Actually during all that controversy I met a guy named Ramses
Noriega whom I knew in UMAS but he congratulated me for
resigning. He thought it was an act or courage and conviction and
it started me working with Ramses and we later worked together to
organize the Chicano Moratorium a couple of years later.
He was the one who helped organize my successful campaign for student
body president the next year.
But one of the
things that incident and that activism of ours triggered was what
was called the Chancellor's Taskforce for the Urban Crisis
that was organized. And it was really the beginnings of affirmative
action, official Affirmative Action on the campus. There
were African American students represented. UMAS was represented.
Ron and I were on the studies program, myself on the entrance program.
But we were really executing the policy of UMAS at the time. And
we put our emphasis primarily on the entrance and we argued that
we need to have more students. They needed to lower the standards,
and have plenty of money. We studied the history of enrollment in
the University.
The highest
points for enrollment for UCLA were in the later 1940's and mid
50's after the Korean and WWII when there was money through the
G.I. Bill to allow Mexican Americans in after the money was
not available there were much fewer. But we argued that we need
to get rid of the standards for admission to really dig into our
community and that was created in the High Potential Program
which actually recruited a lot of the activists from the walkouts.
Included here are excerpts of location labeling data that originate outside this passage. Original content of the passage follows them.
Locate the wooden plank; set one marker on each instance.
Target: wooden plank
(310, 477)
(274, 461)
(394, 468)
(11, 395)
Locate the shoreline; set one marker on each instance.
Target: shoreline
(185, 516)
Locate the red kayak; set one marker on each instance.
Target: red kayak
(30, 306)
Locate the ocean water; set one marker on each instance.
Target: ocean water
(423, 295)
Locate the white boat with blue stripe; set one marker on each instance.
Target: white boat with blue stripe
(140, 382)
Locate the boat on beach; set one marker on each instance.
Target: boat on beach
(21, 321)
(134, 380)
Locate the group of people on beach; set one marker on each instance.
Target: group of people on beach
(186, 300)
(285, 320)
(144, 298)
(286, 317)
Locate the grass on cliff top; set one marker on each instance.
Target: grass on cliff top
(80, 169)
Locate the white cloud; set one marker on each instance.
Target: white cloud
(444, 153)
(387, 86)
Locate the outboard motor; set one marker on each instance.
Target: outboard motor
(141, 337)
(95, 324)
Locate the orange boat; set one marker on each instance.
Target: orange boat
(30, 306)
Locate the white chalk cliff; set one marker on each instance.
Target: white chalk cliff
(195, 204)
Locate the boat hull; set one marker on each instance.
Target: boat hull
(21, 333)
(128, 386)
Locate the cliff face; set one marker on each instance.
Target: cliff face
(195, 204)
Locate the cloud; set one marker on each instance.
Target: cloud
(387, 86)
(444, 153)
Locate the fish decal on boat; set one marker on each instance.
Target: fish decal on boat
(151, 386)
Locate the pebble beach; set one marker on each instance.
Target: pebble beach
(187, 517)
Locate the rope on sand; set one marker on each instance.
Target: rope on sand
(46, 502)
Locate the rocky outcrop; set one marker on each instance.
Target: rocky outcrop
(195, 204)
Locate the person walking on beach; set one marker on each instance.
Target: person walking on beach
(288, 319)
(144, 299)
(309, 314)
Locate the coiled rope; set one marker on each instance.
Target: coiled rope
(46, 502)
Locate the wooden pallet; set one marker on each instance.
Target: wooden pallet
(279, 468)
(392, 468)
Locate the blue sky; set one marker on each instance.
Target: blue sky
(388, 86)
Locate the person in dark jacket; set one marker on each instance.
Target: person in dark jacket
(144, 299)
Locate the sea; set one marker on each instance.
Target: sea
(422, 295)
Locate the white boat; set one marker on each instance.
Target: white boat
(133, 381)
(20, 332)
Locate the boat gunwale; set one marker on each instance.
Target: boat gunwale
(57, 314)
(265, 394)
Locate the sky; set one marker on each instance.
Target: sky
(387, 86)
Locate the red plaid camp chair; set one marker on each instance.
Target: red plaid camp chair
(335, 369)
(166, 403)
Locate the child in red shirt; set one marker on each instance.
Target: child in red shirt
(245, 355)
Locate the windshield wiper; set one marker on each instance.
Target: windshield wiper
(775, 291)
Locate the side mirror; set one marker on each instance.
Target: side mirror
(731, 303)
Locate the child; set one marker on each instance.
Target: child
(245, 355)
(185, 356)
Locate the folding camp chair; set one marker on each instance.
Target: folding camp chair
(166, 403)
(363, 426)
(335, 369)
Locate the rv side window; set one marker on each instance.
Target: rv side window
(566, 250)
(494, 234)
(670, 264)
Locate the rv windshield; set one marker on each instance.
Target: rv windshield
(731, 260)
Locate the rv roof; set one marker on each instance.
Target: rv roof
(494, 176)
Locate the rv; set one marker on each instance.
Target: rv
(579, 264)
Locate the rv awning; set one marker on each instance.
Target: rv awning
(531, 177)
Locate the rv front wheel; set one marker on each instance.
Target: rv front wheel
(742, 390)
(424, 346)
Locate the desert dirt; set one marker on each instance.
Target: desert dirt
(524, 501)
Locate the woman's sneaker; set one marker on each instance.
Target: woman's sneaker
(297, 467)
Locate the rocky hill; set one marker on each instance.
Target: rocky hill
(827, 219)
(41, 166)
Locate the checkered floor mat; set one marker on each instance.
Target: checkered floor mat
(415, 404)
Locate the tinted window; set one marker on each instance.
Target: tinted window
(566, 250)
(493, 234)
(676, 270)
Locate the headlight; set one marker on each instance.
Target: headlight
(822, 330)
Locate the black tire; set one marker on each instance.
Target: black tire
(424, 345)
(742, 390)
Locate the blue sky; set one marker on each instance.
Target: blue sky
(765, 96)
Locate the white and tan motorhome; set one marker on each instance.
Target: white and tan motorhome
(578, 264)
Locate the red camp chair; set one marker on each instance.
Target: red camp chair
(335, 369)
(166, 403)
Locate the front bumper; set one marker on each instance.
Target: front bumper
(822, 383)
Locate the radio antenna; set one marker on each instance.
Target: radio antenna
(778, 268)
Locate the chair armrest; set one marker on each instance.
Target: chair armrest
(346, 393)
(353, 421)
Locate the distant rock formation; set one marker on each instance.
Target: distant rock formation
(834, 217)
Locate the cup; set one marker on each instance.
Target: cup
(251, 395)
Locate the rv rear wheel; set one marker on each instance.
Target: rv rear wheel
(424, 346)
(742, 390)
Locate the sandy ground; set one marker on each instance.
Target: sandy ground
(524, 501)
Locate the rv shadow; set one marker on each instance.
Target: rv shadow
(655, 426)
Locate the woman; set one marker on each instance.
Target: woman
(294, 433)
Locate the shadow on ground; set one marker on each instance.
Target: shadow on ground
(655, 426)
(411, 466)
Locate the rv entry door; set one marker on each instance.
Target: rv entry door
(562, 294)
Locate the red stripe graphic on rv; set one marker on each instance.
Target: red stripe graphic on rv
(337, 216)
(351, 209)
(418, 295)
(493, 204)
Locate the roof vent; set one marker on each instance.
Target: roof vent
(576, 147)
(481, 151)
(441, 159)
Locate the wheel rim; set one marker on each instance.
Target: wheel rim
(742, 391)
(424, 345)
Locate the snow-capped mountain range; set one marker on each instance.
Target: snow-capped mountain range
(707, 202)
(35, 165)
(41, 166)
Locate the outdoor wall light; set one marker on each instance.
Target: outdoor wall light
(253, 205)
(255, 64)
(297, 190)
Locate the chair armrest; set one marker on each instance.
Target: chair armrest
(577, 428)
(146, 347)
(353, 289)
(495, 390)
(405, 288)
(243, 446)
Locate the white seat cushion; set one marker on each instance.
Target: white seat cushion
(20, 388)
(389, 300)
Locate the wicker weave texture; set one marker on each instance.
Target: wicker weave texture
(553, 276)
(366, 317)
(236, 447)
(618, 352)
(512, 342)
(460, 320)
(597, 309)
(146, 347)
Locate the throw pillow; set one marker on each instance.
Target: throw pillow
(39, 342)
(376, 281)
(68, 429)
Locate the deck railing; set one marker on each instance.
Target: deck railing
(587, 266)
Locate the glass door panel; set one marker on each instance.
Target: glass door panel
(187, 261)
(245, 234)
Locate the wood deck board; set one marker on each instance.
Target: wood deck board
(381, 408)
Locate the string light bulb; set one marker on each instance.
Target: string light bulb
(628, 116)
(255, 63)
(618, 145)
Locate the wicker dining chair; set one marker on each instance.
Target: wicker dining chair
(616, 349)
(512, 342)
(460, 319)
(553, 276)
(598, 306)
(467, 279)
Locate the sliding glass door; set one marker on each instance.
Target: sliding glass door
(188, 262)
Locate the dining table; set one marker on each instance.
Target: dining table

But one last point one thing that happened after all of that even
though the Greeks had led this big movement the next year there
was a very corrupt government a lot of these people that were in
student government ended up in the Watergate Whitehouse they were
tricksters and political manipulators. In any event when one of
them got thrown out there was an opening for Student Body President
and I saw I had a chance to win and my friend Ramses said, "It would
be useful to our movement to do that"
In the fall
of 68 we came back on campus organized my campaign off the farm
workers picket of the Safeway that used to be in Westwood village
and was elected by substantial majority by the student body. And
one of the things that we did get passed at that point was that
funds from the students voluntarily were voted to fund affirmative
action and fund minority and poverty student opportunity on the
campus. It was needed I think a reaction to the reaction to the
backlash to the backlash of the year before. And I think it's important
to see that. There was substantial support from white students from
much of the faculty and others for affirmative Action at that time
and there were opportunities. And I think if we are going to win
affirmative action in the future we are going to have to be talking
about what does affirmative action mean to changing education for
everyone white, black, brown working class people in this society.
And I think that is the key because we are now in a position where
we are not just speaking as a minority but a significant part of
the progressive movement in our country and to really take on the
issues of affirmative action and Chicano education we have to be
taking on the whole system of education.